The 4 Minute Bug

krallja · on Sept 29, 2022

Love it. This reminds me somewhat of a similar issue I saw in 2012, where Cheezburger.com went down over Thanksgiving weekend because we had no deploys for more than 80 hours, and an accidental per-server cache filled up in about that much time. https://jacob.jkrall.net/turkey-day-down-time

kinduff · on Sept 29, 2022

Very good story, it's one of those edge cases that are only found when something unusual happens.

pachico · on Sept 29, 2022

It looks to me like a bad architected solution...

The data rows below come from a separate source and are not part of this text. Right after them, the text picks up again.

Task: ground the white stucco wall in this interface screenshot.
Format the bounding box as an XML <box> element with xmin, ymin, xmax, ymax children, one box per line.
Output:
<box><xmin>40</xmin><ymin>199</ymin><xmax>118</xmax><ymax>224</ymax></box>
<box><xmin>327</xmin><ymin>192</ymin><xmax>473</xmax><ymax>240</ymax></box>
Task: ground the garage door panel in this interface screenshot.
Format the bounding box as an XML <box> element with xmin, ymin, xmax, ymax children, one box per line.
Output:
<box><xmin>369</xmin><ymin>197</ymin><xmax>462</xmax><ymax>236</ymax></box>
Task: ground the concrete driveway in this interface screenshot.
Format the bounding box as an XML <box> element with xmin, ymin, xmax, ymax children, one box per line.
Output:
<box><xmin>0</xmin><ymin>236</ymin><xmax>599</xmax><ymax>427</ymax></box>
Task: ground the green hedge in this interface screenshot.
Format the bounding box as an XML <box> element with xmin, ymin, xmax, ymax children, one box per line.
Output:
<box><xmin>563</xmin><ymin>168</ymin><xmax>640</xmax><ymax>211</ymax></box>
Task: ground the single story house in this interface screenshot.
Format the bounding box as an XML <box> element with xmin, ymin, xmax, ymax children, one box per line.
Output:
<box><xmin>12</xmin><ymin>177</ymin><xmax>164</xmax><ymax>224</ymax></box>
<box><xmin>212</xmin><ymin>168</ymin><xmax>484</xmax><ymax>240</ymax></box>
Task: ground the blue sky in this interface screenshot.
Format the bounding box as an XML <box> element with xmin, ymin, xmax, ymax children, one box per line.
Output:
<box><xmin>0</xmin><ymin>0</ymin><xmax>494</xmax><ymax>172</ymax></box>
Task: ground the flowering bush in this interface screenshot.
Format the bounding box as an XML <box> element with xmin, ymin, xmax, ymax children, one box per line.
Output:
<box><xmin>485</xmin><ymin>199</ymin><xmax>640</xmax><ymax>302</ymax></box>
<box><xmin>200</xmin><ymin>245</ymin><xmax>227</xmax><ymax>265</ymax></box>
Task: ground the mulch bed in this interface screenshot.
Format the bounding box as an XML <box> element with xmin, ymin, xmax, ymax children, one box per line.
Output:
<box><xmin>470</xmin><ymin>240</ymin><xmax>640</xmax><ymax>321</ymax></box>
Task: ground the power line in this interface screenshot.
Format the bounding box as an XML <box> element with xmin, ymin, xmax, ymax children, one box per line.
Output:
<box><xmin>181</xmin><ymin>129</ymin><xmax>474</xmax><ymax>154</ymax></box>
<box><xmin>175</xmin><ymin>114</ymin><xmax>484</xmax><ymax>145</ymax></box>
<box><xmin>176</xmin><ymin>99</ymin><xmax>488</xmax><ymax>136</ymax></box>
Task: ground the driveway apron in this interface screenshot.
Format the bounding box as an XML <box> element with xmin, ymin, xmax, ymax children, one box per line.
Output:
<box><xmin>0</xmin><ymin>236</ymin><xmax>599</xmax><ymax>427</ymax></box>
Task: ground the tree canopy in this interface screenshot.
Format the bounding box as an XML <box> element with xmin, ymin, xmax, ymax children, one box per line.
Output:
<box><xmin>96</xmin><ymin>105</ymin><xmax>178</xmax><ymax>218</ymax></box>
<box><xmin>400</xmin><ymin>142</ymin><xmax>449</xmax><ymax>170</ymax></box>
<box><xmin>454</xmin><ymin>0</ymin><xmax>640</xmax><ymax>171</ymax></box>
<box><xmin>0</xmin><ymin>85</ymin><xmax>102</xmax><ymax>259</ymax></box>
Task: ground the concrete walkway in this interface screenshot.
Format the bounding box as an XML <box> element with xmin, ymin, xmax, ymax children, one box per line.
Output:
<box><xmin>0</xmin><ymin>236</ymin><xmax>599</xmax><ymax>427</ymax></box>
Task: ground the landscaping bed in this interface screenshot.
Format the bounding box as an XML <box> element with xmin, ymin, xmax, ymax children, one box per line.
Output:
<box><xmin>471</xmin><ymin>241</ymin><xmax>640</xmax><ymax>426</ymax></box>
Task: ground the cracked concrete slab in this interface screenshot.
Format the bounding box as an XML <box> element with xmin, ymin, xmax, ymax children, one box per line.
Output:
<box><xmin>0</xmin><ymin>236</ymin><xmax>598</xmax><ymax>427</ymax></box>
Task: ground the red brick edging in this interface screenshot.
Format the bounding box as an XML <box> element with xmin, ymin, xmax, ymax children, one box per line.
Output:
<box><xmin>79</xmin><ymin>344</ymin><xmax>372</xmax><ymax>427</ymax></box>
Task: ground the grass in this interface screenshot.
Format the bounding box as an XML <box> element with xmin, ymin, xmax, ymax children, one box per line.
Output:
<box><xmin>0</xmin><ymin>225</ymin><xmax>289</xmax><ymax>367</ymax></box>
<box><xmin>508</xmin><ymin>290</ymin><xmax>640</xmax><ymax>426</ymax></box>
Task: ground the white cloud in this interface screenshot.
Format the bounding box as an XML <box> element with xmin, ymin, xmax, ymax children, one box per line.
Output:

If you have a background job to update data, there is no need to do any TTL. If we're speaking about currency exchange, you might prefer to store a transactional history of exchanges, together with the current one, and populate a fast read model too (Redis) with a failover against the oltp version...

Maybe it's just me.

kinduff · on Sept 29, 2022

I agree with you, it is bad architecture.

I didn't mention it in the blog post, but the TTL was introduced by a dependency that allowed us to integrate the rate exchange service.

javier_e06 · on Sept 29, 2022

The story falls on the category of "it won't happen until it happens". Testing is expensive and even with all the testing in advance we observe emergent behaviors that make us run to the reams of logs to ask the very simple question: "What happened?" My take away: If you have to fail, because you will, fail graciously. Good post.

kinduff · on Sept 29, 2022

Very nice way to put the take away, thanks for reading!